Hi All,
A little background first. I have a system where I have a set of rolling
indexes.
For example
Index 22
Index 23, etc.
There is an alias set up that points to the most recent, complete index.
current -> 22.
After the importer finishes importing the new version of the index, it
updates the alias and deletes the older versions.
When doing queries against elasticsearch, I work against the current alias
and if it 404's, I simply repeat the operation because of an alias
delete/create race.
This is all working ok for us so far.
Now, I want to do one additional thing. I want to be able to take the
search queries being issued by the user that are paged, and use those to do
a complete, atomic dump of the documents in the query.
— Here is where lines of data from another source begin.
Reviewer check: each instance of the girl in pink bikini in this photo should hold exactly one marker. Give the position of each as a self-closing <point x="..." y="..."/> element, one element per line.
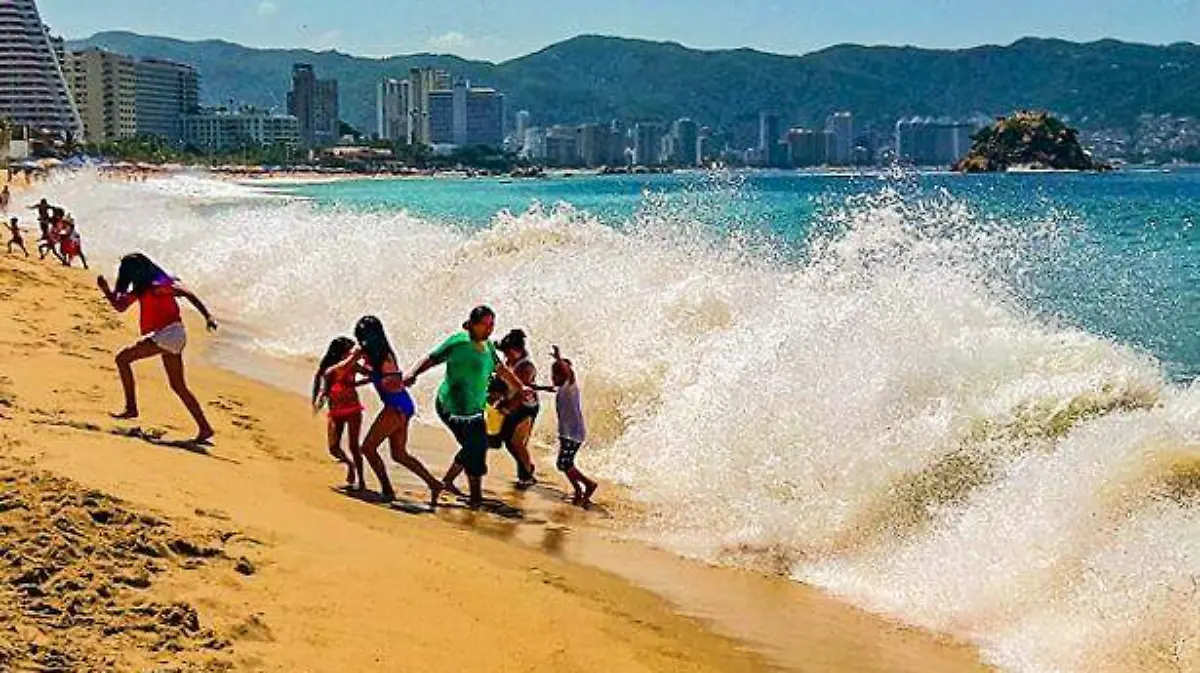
<point x="336" y="384"/>
<point x="143" y="282"/>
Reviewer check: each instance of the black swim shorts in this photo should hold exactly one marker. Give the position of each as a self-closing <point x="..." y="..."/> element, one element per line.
<point x="567" y="451"/>
<point x="471" y="433"/>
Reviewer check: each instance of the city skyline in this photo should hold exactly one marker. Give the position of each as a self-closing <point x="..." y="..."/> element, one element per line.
<point x="481" y="29"/>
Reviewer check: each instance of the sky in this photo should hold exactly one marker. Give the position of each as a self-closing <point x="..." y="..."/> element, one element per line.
<point x="497" y="30"/>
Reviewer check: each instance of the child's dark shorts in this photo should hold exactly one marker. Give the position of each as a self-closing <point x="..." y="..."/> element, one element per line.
<point x="567" y="451"/>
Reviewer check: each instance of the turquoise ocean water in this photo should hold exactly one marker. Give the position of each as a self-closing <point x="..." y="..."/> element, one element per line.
<point x="967" y="402"/>
<point x="1123" y="260"/>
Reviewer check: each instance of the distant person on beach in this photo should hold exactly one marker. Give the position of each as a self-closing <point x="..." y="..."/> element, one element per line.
<point x="471" y="360"/>
<point x="393" y="421"/>
<point x="143" y="282"/>
<point x="521" y="409"/>
<point x="16" y="238"/>
<point x="571" y="430"/>
<point x="70" y="242"/>
<point x="336" y="385"/>
<point x="45" y="242"/>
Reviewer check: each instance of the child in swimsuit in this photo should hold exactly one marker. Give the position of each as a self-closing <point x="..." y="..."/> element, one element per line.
<point x="571" y="430"/>
<point x="142" y="282"/>
<point x="16" y="240"/>
<point x="391" y="425"/>
<point x="336" y="384"/>
<point x="71" y="245"/>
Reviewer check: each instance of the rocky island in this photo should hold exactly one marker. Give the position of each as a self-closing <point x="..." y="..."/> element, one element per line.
<point x="1027" y="139"/>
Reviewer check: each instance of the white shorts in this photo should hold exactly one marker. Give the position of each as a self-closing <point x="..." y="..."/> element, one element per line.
<point x="171" y="338"/>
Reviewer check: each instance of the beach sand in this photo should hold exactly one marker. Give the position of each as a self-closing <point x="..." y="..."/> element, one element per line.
<point x="125" y="548"/>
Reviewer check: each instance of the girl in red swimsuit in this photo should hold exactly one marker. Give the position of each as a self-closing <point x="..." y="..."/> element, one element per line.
<point x="336" y="384"/>
<point x="142" y="282"/>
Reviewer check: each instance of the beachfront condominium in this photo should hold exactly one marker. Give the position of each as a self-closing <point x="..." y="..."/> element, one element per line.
<point x="105" y="89"/>
<point x="166" y="91"/>
<point x="423" y="82"/>
<point x="647" y="144"/>
<point x="684" y="143"/>
<point x="771" y="149"/>
<point x="33" y="86"/>
<point x="391" y="109"/>
<point x="315" y="103"/>
<point x="808" y="148"/>
<point x="222" y="131"/>
<point x="933" y="142"/>
<point x="841" y="125"/>
<point x="466" y="115"/>
<point x="523" y="121"/>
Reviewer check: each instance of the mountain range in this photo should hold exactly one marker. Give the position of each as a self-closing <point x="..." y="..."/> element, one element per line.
<point x="1104" y="84"/>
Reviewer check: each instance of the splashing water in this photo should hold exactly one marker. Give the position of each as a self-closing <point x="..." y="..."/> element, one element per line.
<point x="875" y="413"/>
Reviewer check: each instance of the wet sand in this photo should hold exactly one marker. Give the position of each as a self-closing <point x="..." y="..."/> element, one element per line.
<point x="331" y="582"/>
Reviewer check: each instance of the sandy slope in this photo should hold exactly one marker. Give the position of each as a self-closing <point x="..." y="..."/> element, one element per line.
<point x="301" y="577"/>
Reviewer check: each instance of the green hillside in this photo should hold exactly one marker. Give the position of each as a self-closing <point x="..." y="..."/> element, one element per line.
<point x="593" y="78"/>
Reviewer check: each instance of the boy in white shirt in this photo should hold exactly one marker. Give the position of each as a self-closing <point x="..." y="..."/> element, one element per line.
<point x="571" y="430"/>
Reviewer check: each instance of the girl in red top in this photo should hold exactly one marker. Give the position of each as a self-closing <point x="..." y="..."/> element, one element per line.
<point x="70" y="244"/>
<point x="143" y="282"/>
<point x="336" y="383"/>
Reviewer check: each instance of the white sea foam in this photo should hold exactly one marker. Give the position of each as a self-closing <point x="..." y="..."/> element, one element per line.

Basically the same
thing as running the query with size=Infinity. I want to do this, so I
don't miss or duplicate any entries in the result set. I'm ok if it takes a
long time. This does not seem to work though. If I do the search with
size=250000000 and search_type=query_and_fetch it doesn't work. It just
sits there doing nothing as far as I can tell. Is there a mode similar to
this I could use that would?
The only other option I can see is the scroll api. I'm not sure that is
safe to use with the current alias/delete index rolling that I am doing. Is
it safe? If you have an open scroll_id, what happens when you try and
delete the real index? Does the scroll_id go invalid? Does it try and point
to the new data instead of the old resulting in badness?
Thanks,
Kevin
--